Zamlar ve vergi artışı yolda Bu arada ekonominin kaderini belirleyen IMF ve AB çıpasındaki gevşeme, belli etmese de Babacan'ı rahatsız ediyor. Örneğin, müzakerelerin askıya alınması ihtimali karşısında Babacan, "Ekonomimiz iç ve dış gelişmelere karşı eskiye kıyasla daha dayanıklı. Olumsuz senaryoyu kimse istemiyor. Onun üzerinde durmak doğru değil" diyerek moral arıyor. Yunan Ulusal Bankası Başkanı Arapoğlu ile buluşmasına değinip, "Daha küçük çaplı bir Yunan bankası da Türk bankacılık sektörüne girmeye karar verdi. Şimdi Yunan reel sektörünün gelmesini bekliyoruz" sözleriyle ümit pompalıyor. Babacan'ın Ankara'ya döndüğü saatlerde uçakta karşılaştığımız bir müsteşar yardımcısı, bakanlara da hakim olan kaygıyı şöyle yansıtıyor: "Cumhurbaşkanlığı seçimi uğruna ekonomi feda ediliyor. Temmuz'da kararlaştırılan doğalgaz ve elektrik zammı erteleniyor.
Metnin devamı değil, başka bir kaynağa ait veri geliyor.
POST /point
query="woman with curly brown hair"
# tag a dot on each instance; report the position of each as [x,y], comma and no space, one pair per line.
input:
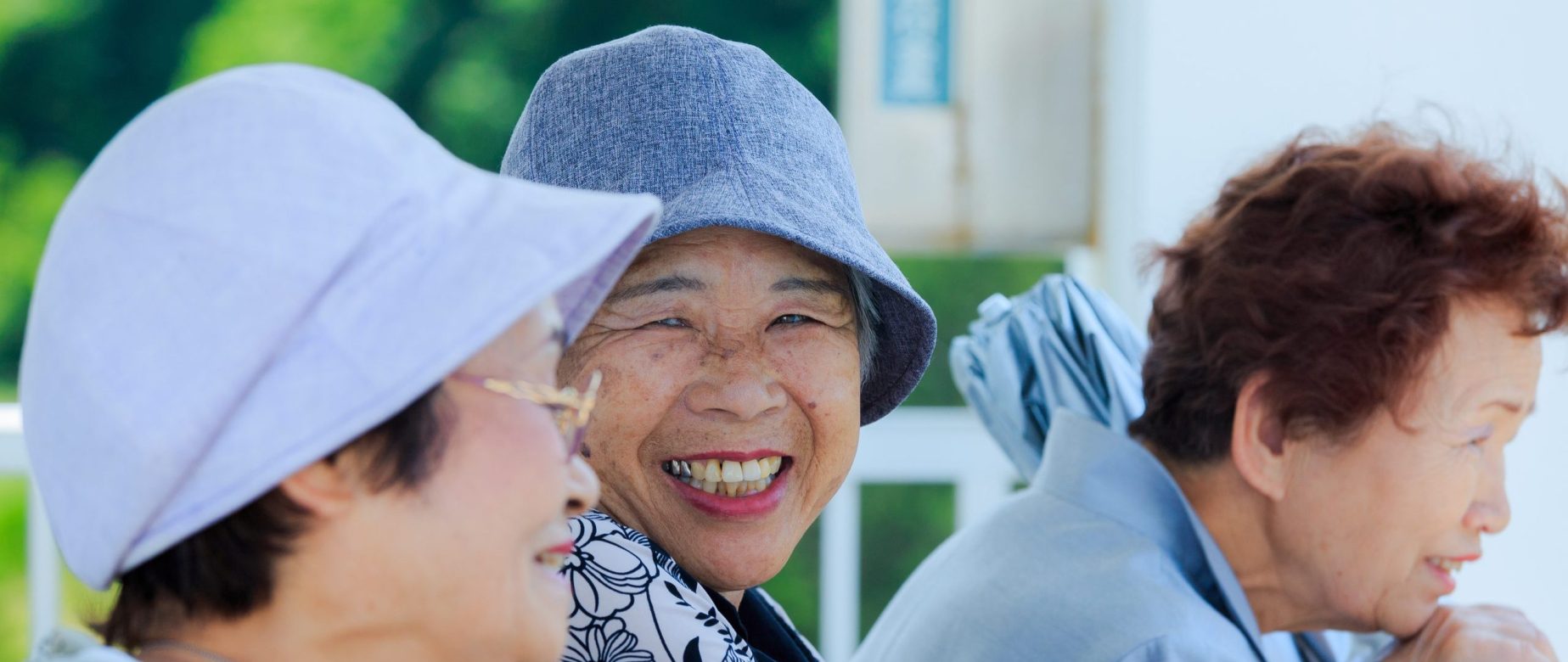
[1340,351]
Tenceredeki buhar artıyor. Bunu IMF de görüyor. KİT zamları kaçınılmaz. Ayrıca, alkollü içkiler ve sigarada yeni ÖTV ayarlaması yolda. Nasılsa 2006 enflasyon hedefi tutmayacak. Hiç olmazsa zorunlu zamları yapmak gerek. Yoksa duvara toslayacağız!"